GloVe C++ is an implementation of the GloVe algorithm for learning word vectors from a corpus. The details of this algorithm are described by Pennington, Socher and Manning:
Pennington, Jeffrey, Richard Socher, and Christopher D. Manning. "Glove: Global vectors for word representation." Proceedings of the Empiricial Methods in Natural Language Processing (EMNLP 2014) 12 (2014): 1532-1543.
This implementation takes a modern, C++ approach. In particular, it leverages the Intel Thread Building Blocks (TBB) library for efficient parallelization when building a vocabulary and the co-occurrence matrix from a corpus. The TBB library also provides an efficient, thread safe hashmap for storing this data. In addition, GloVe C++ provides a vectorized cost function which uses the sparse matrix features in the Armadillo library to parallelize calculation of the gradient and cost/lost during gradient descent. While this approach may or may not be faster than an efficient, multi-threaded implementation in C, it is nevertheless simpler to read, understand and modify.
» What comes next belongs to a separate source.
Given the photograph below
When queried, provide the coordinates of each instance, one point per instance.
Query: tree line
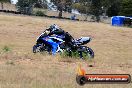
(89, 7)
A vectorized implementation is also potentially capable of greater performance with a suitable matrix library, by exploiting modern CPU architectures.
If you have a feature request, or if you find a bug, you can contact the author at joncox (at) alum (dot) mit (dot) edu.
To compile GloVe, you will need the following libraries and compiler installed on your system: • Armadillo 5.4 or greater • Intel Thread Building Blocks 4.2 or greater • Boost 1.55 or greater • G++ compiler 4.9 or greater. Simply run the make command from within the Release directory to compile GloVe.
Using GloVe C++ is divided into three stages:
- Building a vocabulary from a corpus of text.
- Building the co-occurrence matrix from a corpus of text.
- Learning the word vectors from the co-occurrence matrix.